Synopsis: The Great Gatsby meets The Secret History in this torrid novel of love, lust and deception.
Harry and Madeleine Winslow are blessed with talent, money, and charm. Harry is an award–winning author on the cusp of greatness. Madeleine is a woman of sublime beauty and grace whose elemental goodness belies a privileged upbringing. Bonded by deep devotion, their marriage is both envied and admired by friends who spend summers at their East Hampton idyll.
When a holiday fling turns disastrously wrong, 26-year-old Claire falls into the Winslows’ welcoming orbit. They are enchanted by her youth and intelligence. In turn, Claire is entranced by Harry and Maddy. The love that exists between them is something of which, until now, she could only dream.
Seen through the omniscient eyes of Maddy’s childhood friend Walter, a narrator akin to Nick Carraway in The Great Gatsby, Indiscretion is a story about the complexities of love, the dangerous nature of desire and how obsession can tear apart even the most perfect of worlds.
Indiscretion follows the lives of the rich and lucky–filled with summer houses in New England, apartments in the city and obnoxiously expensive drinks and meals. I honestly didn’t think I would enjoy this book when I started it… after all these are the people N and I make fun of on a daily basis, and living in London that’s pretty easy to do. I can also see how this book could be compared to the infamous The Great Gatsby; there were a lot of similarities and parallels between the two stories. While reading the book, I couldn’t help but wonder… that’s how the other half lives then?
Despite my initial misgivings I got sucked into the whirlwind affair and the repercussions that followed.

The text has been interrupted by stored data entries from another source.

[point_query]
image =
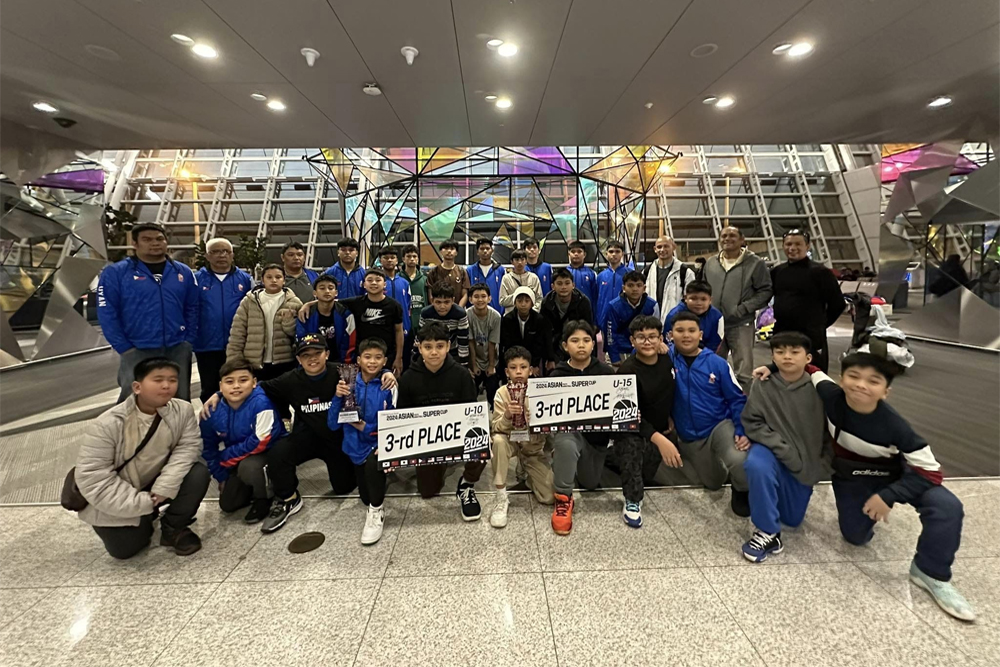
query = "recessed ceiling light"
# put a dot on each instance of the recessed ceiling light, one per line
(204, 51)
(44, 107)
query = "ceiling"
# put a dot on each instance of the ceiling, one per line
(583, 75)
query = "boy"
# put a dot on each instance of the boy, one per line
(437, 379)
(487, 271)
(245, 425)
(619, 314)
(529, 450)
(707, 405)
(698, 300)
(783, 419)
(525, 327)
(541, 269)
(418, 297)
(639, 455)
(329, 319)
(455, 318)
(448, 271)
(583, 276)
(519, 277)
(378, 316)
(349, 274)
(879, 461)
(611, 280)
(361, 438)
(484, 334)
(576, 455)
(563, 304)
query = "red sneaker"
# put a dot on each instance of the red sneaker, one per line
(562, 515)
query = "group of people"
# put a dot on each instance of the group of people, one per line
(417, 339)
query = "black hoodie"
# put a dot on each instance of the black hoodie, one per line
(451, 384)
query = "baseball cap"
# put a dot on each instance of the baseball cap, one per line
(310, 342)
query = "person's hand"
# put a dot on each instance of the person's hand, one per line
(208, 407)
(876, 509)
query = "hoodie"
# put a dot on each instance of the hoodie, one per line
(788, 419)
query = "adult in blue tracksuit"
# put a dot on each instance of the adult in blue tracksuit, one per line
(148, 307)
(221, 287)
(349, 273)
(236, 437)
(487, 271)
(708, 402)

Indiscretion is one of those books that gets under your skin, grabs hold and doesn’t let go until the very grim ending. From the moment of Maddy and Harry’s acceptance of Claire, I knew something was about to kick off… I just didn’t know how or when. The result was addictive and Walter’s fly-on-the-wall narrative left me scandalised.
I don’t think I actually liked a single character in this book–but I think that’s one of Dubow’s points. They’re all shady, reprehensible people living their rich, secretive lives and hurting each other with little regard until it’s too late. Even Walter, the narrator and best friend, is a bit of a creep and ends up getting what he always wanted, just not in the way he envisioned.
I think this book will do well with a more serious set of readers. It’s not necessarily a beach read or anything, but I think it will do well… particularly as Gatsby is currently a hot item. It’s a slow burner, but if you stick with it you’ll be glad you did.